Je m'en vais à la ville tout à l'heure pour m'informer de vos enfans, & faire pour eux ce qu'on pourra faire: nous avons la Comédie, j'imagine que l'entrepeneur pourroit tirer parti de vôtre joli musicien en mettant son clavessin sur le théâtre, nous allons voir; made Cramer veut venir avec moi, j'espère qu'ils seront arrivés, quoique je n'en aye point oui parler encore. — Bonjour mon cher Philosophe, mettés touttes les tendresses & tout le respect possible, aux pieds de Merope & de sa charmante Ismenie, rappellés-moi au souvenir de Mademoiselle; quand j'ai de l'humeur je pense vitte à elle & puis je vois couleur de rose.

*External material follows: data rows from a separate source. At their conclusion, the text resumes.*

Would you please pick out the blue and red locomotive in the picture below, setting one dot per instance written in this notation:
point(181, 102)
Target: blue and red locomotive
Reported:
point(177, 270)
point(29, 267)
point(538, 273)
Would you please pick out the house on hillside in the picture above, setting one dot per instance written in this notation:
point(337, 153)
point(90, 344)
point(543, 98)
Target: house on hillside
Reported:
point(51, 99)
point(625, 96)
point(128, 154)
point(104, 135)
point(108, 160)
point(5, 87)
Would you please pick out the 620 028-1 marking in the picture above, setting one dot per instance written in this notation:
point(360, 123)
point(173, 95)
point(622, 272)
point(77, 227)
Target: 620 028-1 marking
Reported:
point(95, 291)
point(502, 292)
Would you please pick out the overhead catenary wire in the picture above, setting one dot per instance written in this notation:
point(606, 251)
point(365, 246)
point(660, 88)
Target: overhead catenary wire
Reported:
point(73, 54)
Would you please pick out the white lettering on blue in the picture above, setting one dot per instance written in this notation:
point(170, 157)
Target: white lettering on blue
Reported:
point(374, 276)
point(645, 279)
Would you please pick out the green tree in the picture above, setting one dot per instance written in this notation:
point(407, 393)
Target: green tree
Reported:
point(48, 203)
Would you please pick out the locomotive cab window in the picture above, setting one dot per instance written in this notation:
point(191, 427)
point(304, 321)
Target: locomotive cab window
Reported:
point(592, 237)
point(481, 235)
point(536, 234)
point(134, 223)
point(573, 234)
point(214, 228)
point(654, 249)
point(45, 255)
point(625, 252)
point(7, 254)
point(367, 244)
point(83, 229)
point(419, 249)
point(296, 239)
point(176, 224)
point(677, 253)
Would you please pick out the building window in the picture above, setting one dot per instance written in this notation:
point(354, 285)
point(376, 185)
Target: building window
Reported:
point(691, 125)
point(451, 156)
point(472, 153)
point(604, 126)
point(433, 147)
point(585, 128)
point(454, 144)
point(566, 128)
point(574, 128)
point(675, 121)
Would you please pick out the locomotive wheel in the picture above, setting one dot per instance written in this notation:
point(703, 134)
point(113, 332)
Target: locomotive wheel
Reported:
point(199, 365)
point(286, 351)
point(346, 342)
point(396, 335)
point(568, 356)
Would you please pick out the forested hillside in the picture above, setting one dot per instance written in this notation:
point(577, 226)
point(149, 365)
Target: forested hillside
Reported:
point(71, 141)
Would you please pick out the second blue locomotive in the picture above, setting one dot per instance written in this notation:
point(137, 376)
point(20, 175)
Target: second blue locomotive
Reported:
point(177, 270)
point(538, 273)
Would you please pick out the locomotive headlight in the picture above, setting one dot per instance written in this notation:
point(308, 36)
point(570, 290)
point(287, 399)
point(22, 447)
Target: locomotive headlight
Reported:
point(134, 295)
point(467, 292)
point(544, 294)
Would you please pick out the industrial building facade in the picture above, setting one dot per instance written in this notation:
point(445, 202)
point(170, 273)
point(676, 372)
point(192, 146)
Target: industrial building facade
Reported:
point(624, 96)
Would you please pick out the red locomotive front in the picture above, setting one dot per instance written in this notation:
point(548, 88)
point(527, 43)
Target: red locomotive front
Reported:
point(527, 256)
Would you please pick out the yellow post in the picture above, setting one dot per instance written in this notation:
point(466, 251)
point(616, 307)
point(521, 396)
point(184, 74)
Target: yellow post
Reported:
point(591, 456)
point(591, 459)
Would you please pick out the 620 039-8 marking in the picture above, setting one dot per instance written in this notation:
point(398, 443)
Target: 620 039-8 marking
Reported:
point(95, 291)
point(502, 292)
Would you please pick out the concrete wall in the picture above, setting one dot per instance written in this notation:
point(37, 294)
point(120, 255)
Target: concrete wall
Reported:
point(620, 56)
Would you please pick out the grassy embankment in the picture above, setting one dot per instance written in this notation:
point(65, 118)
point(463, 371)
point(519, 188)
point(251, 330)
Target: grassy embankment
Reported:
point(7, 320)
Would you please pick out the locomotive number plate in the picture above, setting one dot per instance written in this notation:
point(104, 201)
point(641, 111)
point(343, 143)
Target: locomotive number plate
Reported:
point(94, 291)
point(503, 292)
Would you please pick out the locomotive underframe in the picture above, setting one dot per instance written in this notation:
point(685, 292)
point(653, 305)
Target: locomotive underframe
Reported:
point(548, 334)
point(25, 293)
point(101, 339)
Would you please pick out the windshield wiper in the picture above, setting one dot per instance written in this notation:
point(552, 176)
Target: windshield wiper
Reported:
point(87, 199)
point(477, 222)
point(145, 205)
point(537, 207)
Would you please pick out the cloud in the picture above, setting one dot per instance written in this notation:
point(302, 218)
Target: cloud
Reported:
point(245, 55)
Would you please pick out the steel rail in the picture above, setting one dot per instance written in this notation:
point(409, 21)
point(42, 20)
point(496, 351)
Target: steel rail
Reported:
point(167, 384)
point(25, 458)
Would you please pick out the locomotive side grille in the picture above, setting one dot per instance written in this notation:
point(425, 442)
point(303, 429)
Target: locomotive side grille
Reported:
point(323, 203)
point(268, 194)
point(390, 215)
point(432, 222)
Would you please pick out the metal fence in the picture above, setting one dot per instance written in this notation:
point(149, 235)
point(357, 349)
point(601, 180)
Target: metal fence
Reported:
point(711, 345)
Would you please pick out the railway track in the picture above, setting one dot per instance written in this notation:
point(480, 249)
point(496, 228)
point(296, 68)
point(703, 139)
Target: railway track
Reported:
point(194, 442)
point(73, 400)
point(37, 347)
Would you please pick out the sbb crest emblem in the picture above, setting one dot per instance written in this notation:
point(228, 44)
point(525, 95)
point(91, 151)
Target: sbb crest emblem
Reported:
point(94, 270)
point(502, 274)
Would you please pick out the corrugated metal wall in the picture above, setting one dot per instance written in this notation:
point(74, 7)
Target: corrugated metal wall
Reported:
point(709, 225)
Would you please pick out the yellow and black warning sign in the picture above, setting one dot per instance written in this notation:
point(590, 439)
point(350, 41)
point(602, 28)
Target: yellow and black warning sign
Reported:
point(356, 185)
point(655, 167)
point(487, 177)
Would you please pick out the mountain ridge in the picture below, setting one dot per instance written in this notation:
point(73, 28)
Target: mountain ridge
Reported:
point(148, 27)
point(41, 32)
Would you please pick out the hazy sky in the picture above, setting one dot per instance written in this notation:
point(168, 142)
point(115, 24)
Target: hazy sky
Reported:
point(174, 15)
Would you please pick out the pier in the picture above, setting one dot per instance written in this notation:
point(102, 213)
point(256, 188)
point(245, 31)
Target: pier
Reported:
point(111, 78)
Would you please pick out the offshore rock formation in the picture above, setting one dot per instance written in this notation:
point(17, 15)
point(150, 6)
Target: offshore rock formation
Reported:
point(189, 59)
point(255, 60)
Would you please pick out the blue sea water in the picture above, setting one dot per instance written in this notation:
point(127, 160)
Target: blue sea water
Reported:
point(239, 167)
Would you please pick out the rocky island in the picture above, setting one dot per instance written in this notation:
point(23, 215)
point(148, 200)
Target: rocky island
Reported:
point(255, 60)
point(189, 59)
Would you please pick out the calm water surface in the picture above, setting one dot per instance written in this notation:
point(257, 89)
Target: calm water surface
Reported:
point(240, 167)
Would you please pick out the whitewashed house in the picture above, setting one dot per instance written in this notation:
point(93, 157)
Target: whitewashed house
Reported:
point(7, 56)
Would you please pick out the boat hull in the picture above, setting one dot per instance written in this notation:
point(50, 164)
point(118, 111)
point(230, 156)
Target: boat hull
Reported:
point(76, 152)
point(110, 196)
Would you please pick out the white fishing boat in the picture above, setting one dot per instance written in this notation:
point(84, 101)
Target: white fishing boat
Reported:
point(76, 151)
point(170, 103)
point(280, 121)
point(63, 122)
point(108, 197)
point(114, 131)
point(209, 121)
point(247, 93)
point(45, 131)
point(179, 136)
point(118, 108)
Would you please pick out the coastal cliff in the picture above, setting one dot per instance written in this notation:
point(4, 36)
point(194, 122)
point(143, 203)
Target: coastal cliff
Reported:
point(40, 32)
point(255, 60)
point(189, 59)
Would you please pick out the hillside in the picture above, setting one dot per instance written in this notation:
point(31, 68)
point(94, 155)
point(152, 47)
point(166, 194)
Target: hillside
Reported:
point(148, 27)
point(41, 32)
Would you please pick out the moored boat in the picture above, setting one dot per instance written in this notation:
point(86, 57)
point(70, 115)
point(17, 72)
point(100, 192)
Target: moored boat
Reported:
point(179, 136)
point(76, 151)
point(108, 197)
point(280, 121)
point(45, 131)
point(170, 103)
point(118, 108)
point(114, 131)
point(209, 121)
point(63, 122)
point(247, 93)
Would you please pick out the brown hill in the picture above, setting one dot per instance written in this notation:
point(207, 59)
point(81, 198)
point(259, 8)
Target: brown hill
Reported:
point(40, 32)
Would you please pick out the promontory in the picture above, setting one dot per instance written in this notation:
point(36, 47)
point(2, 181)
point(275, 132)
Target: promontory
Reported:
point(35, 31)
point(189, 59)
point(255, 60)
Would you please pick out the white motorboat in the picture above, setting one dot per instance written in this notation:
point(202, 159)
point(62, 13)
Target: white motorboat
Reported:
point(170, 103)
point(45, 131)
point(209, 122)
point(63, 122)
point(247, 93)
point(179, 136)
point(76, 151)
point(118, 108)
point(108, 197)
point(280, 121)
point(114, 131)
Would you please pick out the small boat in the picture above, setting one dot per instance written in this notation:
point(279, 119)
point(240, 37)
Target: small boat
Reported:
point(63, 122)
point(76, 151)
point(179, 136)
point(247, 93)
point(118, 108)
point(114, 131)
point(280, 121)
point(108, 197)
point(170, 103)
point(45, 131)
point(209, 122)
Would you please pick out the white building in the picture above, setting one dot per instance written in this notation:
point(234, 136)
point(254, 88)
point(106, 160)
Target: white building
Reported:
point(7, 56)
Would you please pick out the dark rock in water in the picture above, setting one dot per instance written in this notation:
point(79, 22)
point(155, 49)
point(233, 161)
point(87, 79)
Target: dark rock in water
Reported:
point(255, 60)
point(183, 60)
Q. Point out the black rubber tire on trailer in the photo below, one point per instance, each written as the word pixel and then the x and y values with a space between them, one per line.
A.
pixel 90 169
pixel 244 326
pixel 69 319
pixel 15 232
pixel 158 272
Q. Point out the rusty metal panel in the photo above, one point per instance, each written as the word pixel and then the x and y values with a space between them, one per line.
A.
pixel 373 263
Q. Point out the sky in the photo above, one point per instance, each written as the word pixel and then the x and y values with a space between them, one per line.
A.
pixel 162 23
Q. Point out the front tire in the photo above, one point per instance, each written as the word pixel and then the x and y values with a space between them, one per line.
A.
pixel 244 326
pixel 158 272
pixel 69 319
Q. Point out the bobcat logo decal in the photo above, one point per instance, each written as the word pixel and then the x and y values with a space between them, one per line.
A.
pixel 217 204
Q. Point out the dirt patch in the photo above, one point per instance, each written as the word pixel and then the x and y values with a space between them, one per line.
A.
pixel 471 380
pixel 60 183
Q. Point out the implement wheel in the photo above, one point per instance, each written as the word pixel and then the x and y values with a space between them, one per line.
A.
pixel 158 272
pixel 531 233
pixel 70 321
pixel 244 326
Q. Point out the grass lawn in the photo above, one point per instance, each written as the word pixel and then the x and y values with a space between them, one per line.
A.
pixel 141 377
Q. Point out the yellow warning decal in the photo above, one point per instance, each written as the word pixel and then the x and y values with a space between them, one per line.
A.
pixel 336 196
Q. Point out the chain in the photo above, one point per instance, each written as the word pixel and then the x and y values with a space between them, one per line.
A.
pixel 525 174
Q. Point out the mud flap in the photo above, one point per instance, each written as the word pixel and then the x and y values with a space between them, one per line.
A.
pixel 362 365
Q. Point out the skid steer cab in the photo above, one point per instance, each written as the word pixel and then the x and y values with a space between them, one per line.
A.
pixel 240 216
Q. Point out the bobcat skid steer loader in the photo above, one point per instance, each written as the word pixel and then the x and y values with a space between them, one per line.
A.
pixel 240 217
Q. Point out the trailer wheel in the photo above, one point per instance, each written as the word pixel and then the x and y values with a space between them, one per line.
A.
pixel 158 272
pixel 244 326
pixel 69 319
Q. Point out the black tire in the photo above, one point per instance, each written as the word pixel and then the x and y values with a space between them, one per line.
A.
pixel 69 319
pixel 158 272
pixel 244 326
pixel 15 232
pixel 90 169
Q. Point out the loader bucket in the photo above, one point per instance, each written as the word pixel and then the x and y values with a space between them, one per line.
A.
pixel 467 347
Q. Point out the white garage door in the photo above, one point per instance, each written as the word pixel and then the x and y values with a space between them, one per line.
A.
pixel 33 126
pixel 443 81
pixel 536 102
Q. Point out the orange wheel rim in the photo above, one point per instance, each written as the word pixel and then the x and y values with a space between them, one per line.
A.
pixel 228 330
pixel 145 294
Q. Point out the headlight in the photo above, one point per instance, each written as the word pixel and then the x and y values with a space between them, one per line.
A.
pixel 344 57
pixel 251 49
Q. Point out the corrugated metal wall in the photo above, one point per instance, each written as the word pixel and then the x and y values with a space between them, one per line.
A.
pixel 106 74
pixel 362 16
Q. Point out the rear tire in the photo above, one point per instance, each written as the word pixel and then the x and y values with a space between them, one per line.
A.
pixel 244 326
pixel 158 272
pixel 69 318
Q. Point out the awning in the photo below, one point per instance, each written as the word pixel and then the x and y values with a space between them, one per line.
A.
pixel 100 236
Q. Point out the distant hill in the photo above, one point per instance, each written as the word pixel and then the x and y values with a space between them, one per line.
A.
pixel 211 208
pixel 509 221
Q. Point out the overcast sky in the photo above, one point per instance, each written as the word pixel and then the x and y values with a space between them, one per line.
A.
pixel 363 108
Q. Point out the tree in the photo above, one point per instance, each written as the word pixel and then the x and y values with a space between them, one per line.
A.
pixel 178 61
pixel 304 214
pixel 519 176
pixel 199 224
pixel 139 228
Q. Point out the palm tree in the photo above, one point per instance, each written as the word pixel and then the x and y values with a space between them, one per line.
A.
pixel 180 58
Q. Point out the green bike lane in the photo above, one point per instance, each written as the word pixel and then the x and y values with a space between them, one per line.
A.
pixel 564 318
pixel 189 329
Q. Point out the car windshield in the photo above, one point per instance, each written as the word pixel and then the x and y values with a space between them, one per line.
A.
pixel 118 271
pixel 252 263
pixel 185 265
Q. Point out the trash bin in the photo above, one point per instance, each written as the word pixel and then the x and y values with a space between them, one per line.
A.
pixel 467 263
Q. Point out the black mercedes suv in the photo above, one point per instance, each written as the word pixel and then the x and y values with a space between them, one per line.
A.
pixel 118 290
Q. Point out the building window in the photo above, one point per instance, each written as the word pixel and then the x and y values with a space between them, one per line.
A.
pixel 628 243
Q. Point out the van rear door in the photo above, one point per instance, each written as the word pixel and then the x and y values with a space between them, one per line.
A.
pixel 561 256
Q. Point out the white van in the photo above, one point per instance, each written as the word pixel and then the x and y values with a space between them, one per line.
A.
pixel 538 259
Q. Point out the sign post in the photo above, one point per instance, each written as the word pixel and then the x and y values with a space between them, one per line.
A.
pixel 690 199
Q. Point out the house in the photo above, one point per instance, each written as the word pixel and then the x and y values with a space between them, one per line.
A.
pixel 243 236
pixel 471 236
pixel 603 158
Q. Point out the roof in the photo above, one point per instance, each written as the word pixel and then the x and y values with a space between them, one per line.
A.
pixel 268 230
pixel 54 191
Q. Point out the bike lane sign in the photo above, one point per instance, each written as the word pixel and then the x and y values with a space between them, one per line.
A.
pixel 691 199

A propos, j'oubliois une chose essentielle. En faisant envoyer à l'Enchanteur Merlin une pacotille de philosophe ignorant, je ne songeai pas à lui recommander d'en envoyer chez vous: dites-lui de vous en réserver le nombre dont vous aurés besoin, & faittes-moi l'amitié de lui bien recommander de ne point lâcher du tout, mais absolument point, excepté à vous personnellement & à Monsieur Damilaville, une petitte drogue que l'on a fourrée dans le ballot, qui s'appelle Avis sur Sirven & sur les Calas, &c. Vous en verrés la conséquence en lisant: cet avis a été composé dans un moment où il pouvoit être à propos qu'il le fût, mais les circonstances ont changé tout à fait: j'écrirai sur cet objet au sus dit Merlin dans peu de jours & à M. Damilaville à qui je rendrai compte de la négligence de mon frère que je verrai aujourd'huy, & que j'excuse d'avance, attendu qu'il est dans l'occupation de nos malheureuses affaires, (c'est le stile du Conseil,) jusques aux yeux. Que Merlin ne lâche aucun exemplaire de cet Avis, il pourroit dans ce moment s'attirer des affaires du Diable.
Le patriarche est toûjours ce que vous savés; il vient de faire contre le Professeur Vernet une lettre épouvantable; le pauvre Delubiéres en est tout ébaubi, & je le lui pardonne, car ma foi ceci passe la raillerie. D'ailleurs il, (je parle du Patriarche) a trouvé le secret en moins de rien, de déplaire aux médiateurs, de se brouiller avec le Conseil & les gens du monde, & d'être quitté par les Représentans; par contre, il n'a jamais été d'aussi belle humeur: depuis que le monde est monde il n'y a jamais rien eu de fait ainsi. Bon jour mon cher philosophe, bon jour mille & mille fois.